NTEU Pushes for Lifetime Protections for Federal Employees and Family Members

Press Release July 15, 2015

Washington, D.C.—The National Treasury Employees Union (NTEU) today urged Congress to ensure that federal employees and retirees are fully informed about what records were breached in the cyberattacks on Office of Personnel Management (OPM) databases.

NTEU National President Colleen M. Kelley also pushed for quick approval of legislation (H.R. 3029) introduced by Rep. Eleanor Holmes Norton (D-D.C.) to provide lifetime credit and identify-theft protection to more than 20 million people whose information was hacked.

“Federal employees have had a difficult few years, facing multi-year pay freezes, furloughs, sequestration, and this type of exposure is simply unacceptable,” President Kelley said in a statement submitted to two House subcommittees that conducted a joint hearing on cybersecurity at the Department of Interior (DOI).

Rep. Norton’s RECOVER Act (Reducing the Effects of the Cyberattack on OPM Victims Emergency Response Act of 2015) seeks free credit monitoring and identity-theft coverage for life for federal workers, contractors, military personnel, and other affected individuals and requires the government to provide at least $5 million in ID theft insurance for them.

The Senate proposal (S. 1746) was introduced by Sen. Ben Cardin (D-Md.), along with Sens. Barbara A. Mikulski (D-Md.), Mark Warner (D-Va.) and Tim Kaine (D-Va.).

While data breaches at OPM have dominated the headlines of late, “it is important to remember that all federal agencies, including the Department of Interior, house huge amounts of personal information on the federal workforce, as well as for many other Americans,” President Kelley told members of the Interior and Information Technology subcommittees of the House Oversight and Government Reform Committee.

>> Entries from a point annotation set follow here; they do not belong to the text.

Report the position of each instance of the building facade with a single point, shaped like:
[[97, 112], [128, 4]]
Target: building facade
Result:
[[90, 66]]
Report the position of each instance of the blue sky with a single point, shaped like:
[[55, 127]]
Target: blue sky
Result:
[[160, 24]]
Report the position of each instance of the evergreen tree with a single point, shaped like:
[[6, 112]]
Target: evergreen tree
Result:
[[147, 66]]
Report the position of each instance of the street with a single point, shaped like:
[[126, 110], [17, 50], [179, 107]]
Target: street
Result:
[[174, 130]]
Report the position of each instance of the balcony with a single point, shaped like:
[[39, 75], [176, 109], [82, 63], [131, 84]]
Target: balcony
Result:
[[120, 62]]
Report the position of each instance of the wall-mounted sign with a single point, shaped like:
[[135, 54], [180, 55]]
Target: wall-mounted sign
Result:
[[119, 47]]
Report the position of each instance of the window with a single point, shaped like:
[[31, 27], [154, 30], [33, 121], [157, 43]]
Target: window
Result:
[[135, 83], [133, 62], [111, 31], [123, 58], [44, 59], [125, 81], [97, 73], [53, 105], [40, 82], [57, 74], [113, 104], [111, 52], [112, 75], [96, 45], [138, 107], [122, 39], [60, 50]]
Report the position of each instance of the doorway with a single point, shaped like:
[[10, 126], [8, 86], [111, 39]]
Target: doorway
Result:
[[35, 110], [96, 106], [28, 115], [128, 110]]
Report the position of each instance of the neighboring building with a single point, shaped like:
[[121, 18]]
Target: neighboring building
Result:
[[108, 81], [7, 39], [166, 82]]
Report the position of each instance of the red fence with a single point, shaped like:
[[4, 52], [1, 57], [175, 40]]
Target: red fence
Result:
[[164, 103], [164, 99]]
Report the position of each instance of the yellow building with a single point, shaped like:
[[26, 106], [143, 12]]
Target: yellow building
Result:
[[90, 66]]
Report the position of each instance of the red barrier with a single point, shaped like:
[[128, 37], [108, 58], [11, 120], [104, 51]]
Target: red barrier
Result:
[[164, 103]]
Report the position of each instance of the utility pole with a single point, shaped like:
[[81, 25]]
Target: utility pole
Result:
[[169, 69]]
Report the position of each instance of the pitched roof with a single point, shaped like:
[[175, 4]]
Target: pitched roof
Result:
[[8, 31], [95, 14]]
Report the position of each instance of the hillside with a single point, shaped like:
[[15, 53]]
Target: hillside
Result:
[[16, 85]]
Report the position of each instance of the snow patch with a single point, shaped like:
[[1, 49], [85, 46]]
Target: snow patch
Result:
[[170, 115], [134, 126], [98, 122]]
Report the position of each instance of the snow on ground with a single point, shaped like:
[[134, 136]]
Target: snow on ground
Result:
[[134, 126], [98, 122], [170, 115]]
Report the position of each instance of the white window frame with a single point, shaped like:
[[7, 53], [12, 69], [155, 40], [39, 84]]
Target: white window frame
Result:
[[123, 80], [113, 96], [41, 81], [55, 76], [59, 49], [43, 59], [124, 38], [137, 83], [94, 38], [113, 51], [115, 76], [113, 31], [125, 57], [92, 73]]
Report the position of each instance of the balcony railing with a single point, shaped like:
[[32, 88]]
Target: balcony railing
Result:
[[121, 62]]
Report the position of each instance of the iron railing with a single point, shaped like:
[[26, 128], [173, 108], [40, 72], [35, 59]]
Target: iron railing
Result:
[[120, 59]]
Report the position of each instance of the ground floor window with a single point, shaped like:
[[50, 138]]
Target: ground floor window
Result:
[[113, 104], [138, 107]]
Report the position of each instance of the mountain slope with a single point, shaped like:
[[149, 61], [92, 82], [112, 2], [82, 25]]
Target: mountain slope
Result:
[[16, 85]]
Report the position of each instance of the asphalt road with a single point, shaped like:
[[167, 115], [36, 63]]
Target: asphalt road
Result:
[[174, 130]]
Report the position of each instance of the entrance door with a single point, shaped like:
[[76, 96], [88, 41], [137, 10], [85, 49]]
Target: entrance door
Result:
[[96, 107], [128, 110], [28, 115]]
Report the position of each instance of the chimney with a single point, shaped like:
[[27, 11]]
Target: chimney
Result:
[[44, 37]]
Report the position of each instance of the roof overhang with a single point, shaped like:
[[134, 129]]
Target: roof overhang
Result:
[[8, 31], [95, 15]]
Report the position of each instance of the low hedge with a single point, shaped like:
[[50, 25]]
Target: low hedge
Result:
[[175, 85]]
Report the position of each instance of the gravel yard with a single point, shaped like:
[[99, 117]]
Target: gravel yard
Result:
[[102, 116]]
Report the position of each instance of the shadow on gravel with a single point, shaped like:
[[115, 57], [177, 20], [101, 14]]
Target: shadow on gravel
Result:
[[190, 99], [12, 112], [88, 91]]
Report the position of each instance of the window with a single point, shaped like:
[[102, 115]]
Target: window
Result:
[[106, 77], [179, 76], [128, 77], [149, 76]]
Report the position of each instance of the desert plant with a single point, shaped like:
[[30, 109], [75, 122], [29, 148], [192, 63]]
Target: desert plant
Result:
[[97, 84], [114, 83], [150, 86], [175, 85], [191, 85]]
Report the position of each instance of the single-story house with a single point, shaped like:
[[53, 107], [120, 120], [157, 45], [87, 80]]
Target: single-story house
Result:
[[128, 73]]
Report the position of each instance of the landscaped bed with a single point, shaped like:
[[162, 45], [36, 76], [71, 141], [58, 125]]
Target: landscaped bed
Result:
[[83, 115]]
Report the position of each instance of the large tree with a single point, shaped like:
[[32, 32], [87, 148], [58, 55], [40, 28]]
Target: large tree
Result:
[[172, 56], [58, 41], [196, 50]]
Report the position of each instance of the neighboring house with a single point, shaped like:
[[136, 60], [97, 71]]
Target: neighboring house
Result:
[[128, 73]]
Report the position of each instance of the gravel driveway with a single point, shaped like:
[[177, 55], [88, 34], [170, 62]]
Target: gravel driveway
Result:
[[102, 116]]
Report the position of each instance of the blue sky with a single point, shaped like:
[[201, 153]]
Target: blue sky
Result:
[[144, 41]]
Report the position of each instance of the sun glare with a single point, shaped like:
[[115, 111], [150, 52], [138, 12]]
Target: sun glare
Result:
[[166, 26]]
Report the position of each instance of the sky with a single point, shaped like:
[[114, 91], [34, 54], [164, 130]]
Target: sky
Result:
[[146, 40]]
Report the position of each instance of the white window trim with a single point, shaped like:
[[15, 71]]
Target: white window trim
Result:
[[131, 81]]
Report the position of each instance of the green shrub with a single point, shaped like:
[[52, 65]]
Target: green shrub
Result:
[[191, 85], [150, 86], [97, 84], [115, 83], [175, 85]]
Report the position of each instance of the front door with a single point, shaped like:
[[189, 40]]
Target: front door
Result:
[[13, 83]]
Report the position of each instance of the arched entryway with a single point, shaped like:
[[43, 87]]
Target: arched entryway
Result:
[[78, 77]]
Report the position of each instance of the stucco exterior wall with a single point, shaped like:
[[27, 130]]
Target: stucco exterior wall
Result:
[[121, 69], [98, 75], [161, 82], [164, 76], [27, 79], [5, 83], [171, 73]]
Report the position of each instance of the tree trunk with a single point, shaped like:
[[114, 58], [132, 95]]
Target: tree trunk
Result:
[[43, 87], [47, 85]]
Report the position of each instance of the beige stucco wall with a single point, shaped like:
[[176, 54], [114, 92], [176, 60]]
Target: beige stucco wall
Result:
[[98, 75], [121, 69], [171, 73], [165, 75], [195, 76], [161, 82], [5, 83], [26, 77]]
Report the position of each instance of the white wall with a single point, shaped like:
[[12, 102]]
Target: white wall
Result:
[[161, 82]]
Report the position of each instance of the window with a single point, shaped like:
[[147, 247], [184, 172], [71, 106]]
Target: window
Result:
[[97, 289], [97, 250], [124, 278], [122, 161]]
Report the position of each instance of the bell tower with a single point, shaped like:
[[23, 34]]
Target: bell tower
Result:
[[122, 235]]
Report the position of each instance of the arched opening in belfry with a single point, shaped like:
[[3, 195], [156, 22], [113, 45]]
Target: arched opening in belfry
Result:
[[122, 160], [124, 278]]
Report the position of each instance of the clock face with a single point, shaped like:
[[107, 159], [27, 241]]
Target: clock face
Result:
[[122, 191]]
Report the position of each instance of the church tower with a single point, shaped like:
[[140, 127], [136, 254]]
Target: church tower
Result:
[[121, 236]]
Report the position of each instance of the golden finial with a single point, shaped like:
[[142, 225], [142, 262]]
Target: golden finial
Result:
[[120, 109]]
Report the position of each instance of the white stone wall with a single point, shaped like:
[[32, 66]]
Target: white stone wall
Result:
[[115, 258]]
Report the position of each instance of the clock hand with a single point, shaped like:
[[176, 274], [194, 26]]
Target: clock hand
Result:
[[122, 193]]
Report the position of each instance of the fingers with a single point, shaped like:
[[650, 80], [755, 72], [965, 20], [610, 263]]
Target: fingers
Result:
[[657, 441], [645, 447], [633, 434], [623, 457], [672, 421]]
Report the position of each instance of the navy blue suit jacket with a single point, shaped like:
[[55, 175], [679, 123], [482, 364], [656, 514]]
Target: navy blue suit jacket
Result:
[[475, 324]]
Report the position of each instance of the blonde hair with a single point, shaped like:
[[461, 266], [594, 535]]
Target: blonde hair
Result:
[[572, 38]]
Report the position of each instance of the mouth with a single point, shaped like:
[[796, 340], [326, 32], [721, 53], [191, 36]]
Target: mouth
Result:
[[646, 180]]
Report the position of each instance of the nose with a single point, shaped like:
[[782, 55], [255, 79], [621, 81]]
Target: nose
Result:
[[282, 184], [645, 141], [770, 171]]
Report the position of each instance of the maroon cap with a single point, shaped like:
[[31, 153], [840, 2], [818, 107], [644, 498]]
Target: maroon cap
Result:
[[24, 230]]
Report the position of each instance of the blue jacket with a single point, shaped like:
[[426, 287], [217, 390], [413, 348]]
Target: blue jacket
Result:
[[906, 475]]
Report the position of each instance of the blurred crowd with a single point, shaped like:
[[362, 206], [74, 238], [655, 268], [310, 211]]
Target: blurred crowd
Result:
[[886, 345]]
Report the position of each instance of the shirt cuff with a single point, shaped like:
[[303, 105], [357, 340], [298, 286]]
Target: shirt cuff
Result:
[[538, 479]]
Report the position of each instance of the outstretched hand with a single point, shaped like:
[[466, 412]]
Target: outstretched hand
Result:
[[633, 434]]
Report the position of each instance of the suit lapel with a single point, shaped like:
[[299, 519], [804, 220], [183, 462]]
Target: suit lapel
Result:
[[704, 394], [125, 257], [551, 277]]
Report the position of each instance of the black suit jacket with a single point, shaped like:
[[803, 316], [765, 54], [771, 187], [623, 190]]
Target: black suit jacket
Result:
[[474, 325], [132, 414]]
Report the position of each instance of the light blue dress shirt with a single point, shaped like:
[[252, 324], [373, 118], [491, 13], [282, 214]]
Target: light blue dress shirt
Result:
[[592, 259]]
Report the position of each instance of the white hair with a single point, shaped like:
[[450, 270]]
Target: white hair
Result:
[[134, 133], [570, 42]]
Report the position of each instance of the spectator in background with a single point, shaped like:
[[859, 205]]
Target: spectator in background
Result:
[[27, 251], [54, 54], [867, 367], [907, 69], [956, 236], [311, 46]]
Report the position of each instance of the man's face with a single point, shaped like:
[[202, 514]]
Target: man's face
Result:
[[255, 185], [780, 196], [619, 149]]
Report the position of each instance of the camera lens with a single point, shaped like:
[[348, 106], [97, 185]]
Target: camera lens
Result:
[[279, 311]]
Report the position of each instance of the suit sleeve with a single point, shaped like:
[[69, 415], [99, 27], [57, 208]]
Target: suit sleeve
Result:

According to media reports, the Interior Business Center (IBC)—a unit within the Interior Department—may have been affected by the data breaches that the OPM disclosed in June. IBC serves as a shared services provider for a number of federal agencies and offers a range of administrative functions such as payroll, benefits and data storage.

“While the U.S. government cannot now undo the damage caused by the breach, it can at least be transparent about the data compromised, and duly inform affected employees and retirees,” President Kelley said.

NTEU continues to seek notifications for individuals affected by the background investigations breach, which was announced a month ago. These individuals have given the U.S. government the most sensitive personal information that exists, and they deserve to have credit and identity-theft protections already in place.

Federal employees and retirees continue to be fearful and outraged in the wake of the breaches, Kelley told lawmakers.

NTEU’s July 8 lawsuit against OPM says the agency’s failure to properly secure personnel data violated the privacy rights of its members. That lawsuit seeks lifetime free credit monitoring and ID-theft protections for all NTEU members.

NTEU is the largest independent federal union, representing 150,000 employees in 31 agencies and departments.